Parents Speak Up On Safety
Armed Staff A Hot Topic At Forum
Posted: January 17, 2013
QUICKSBURG — Several Shenandoah County parents spoke out in favor of allowing school staff to carry weapons during a safety forum on Tuesday.
The forum at North Fork Middle School in Quicksburg was the second of three scheduled by Shenandoah County Schools.
While Shenandoah County Commonwealth’s Attorney Amanda Wiseley, who spoke at the forum, said current statutes only allow law enforcement officers to be armed on school property, many in attendance indicated they wished that wasn’t the case.
The forum began with a presentation by Superintendent B. Keith Rowland outlining challenges and possible solutions to solving issues of school safety.
Rowland explained that any change would not be without cost, and that money would have to come from an allocation by the Shenandoah County Board of Supervisors. That, he said, could mean increased taxes.
“What you have to decide tonight is what you want to support, what you want me to present to the [Shenandoah County] School Board,” Rowland said.
Reconfiguring school entrances, installing devices that would allow teachers to lock doors quickly from the inside and adding more school resource officers were all offered as suggestions to improve safety.
Gary Morris Jr., a parent from Mount Jackson, said he had an extensive background in security and felt that some of the ideas Rowland presented had merit, while others he said would be a waste of money.
“I think the solution is more armed officers in every school,” Morris said. “If they know there are two or three armed officers in the building, [an intruder] knows his odds are terrible and he’s not going to go there.”
Rowland mentioned that the governor does have legislation that would permit certain school staff members to carry guns, but “we aren’t in favor of that.”
“You should be. You should be in favor of that,” replied one audience member.
Morris asked Rowland why he didn’t support arming staff members if they were properly trained.
“There are things such as the security of the weapons. I’ve seen situations where people have had weapons taken from them and used in other ways,” Rowland said. “I’m not sure that’s the way we want to go. I’m not sure we want to go back to the Wild, Wild West.”
Some parents who said they had permits to carry concealed weapons volunteered to patrol school perimeters.

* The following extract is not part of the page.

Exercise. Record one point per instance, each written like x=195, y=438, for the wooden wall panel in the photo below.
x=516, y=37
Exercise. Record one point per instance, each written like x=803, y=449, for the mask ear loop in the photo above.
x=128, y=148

“I know it comes up,” Wiseley said. “[People say] ‘I have a concealed-carry permit, why can’t I provide security?’ Well, because we’ll have to arrest you.”
Other ideas included expanding a watchdog program in place at some county elementary schools in which parents can volunteer to spend time at the schools and act as extra eyes and ears.
Kelly Moomaw, an audience member, said she would not oppose higher taxes if it meant having the funds to hire more school resource officers.
“I’m a serious advocate for SROs,” she said. “If you want the biggest bang for your buck, that’s the way to go.”
Rowland said safety improvements will be a discussion item at the next School Board meeting in February and at a joint meeting between the School Board and Board of Supervisors after that.
The final Shenandoah County school safety forum is scheduled for 7 p.m. Tuesday at Peter Muhlenberg Middle School.